The global wine industry has become more competitive than ever. With annual wine production of 36 billion bottles spread across more than a million different wine labels from 150,000 professional winemakers worldwide, making a great wine is not enough anymore.
How, then, does one wine estate differentiate itself from the others? By embracing technology at all stages – from inputs to processing and management, all the way through to marketing and sales.
Technology is everywhere, from vineyard to virtual shopping basket
While nothing will ever replace the human instincts that winemakers with years of experience behind them develop, savvy winemakers are making more and more use of technology to streamline their outputs. Drones are becoming commonplace in the vineyard, for more precise pest control and to gather data. Some wineries are even harnessing the power of the USA’s National Aeronautics and Space Administration (NASA), to map which varietals to plant where, based on the analysis of heat and wind patterns.
There are wine-processing tools that improve harvesting, sorting, settling and filtration. Alcohol-free wine is a growing market, made possible by vacuum distilling at low temperatures after fermentation, to retain all the flavours while eliminating all but a fraction of the alcohol.
Technology exists that takes historical data on wine-drinking trends to model future patterns, which winemakers can use to plan.

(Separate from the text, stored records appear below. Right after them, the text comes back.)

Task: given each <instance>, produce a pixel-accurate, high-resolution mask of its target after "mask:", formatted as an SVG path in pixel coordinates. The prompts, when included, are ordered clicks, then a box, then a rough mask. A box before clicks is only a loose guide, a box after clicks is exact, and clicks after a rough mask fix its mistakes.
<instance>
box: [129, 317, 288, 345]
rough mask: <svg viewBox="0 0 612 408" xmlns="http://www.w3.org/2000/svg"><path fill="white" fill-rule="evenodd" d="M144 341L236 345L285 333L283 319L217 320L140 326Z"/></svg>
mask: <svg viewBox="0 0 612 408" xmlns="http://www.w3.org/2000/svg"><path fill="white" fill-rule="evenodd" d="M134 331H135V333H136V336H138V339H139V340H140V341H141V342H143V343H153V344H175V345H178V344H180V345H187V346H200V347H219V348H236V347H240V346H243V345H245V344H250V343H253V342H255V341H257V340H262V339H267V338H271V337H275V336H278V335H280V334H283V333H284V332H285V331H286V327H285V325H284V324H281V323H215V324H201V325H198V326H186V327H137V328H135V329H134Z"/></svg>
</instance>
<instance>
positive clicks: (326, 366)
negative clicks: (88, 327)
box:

There are tools that pull conversations and wine mentions from social media and other channels, providing wineries with real-time feedback from consumers to get a better understanding of how the public is reacting to their wine.
Harvesting big data can tell us, for example, whether younger generations are drinking as much wine as their parents did, which wines people will want to drink in a few years’ time, and which cultivars to plant given the qualities of a winery’s terroir. There is even an app that analyses wine labels to understand what drives consumers to make a purchase.
Distribution is changing forever
Despite the breakneck acceleration to e-commerce brought on by the Covid-19 pandemic, the wine sector has been slow to embrace it, lagging the retail world by 5 to 10 years, according to the State of the Wine Industry 2021 Report. This includes the development of websites, the inclusion of shopping carts, the effective use of social media, the most basic use of e-commerce search engine optimisation (SEO) and Google Analytics, and the ability to collect and maintain consumer databases that personalise consumers’ interactions. While this report refers to wineries in the USA, indications are that trends in South Africa are very similar.